To paraphrase; we are not made heirs to God’s Promise by the firm adherence to any liturgical law. We will not realize the fulfilment of God’s Covenant through strict obedience to whatever version of Ritual Notes; we are not made more “holy” or more “catholic” because we use incense more often than other churches. Our status in the Kingdom of God is not improved by our status as “High-Church Anglo-Catholics”.
You see, our ultimate goal is to play our part in the Covenant with God. Our Goal is to play our part in the Promise of God. We cannot claim our part in this relationship through our actions, our “works”, through our meticulous obedience to the letter of the “Law”; we can only claim our part in this relationship through the Faith that is expressed by these actions.
“And this I say: that the covenant that was confirmed before of God in Christ, the Law, which was four hundred and thirty years after, cannot disannul, that I should make the promise of none effect“. And so, as we continue today and in the future; as we revel in the glory of the organ music and the choir voices; as we join together in the true worship of God at the Mass; let us always remember that we do so not because “this is the way it’s always been done”.

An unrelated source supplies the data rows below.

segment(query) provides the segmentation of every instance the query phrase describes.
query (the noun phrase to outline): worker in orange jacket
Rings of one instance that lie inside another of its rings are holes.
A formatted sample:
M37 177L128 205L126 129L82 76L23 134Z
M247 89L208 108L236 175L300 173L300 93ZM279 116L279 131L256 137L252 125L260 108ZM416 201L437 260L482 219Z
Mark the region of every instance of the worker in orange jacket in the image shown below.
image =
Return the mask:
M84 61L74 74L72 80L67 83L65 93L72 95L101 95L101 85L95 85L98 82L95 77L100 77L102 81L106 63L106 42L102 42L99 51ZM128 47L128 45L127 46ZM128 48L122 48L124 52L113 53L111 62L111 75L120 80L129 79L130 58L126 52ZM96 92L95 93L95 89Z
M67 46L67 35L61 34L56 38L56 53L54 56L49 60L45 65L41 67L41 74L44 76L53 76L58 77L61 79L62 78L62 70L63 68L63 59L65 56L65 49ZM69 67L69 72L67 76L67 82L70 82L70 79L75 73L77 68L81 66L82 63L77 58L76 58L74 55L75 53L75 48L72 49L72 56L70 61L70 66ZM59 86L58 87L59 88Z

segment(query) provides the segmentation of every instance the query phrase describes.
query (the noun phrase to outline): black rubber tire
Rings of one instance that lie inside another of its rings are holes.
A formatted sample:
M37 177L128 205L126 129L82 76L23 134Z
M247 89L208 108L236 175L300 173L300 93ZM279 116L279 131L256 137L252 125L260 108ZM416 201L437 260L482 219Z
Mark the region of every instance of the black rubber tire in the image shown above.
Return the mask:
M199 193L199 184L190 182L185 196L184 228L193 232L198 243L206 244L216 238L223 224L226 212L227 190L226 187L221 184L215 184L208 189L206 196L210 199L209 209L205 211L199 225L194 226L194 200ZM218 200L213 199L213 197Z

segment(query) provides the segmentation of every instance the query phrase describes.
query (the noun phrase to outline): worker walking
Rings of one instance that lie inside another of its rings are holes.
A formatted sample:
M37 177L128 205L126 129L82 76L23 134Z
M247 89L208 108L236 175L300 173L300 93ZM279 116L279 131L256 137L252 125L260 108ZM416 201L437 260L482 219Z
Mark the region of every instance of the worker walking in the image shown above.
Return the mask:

Let us join together knowing that what we do here is an expression of our Faith; the Faith that existed before there was a Ritual Notes; a Faith that existed before there was an “Oxford Movement”, or a Church of England; a Faith that existed even before the 10 Commandments were written down. Let us join together in the Faith of Abraham, Isaac, and Jacob; the Faith in the Promise of God; the Faith in the Grace of God; the Faith which has its ultimate fulfilment in Jesus Christ. Our Lord.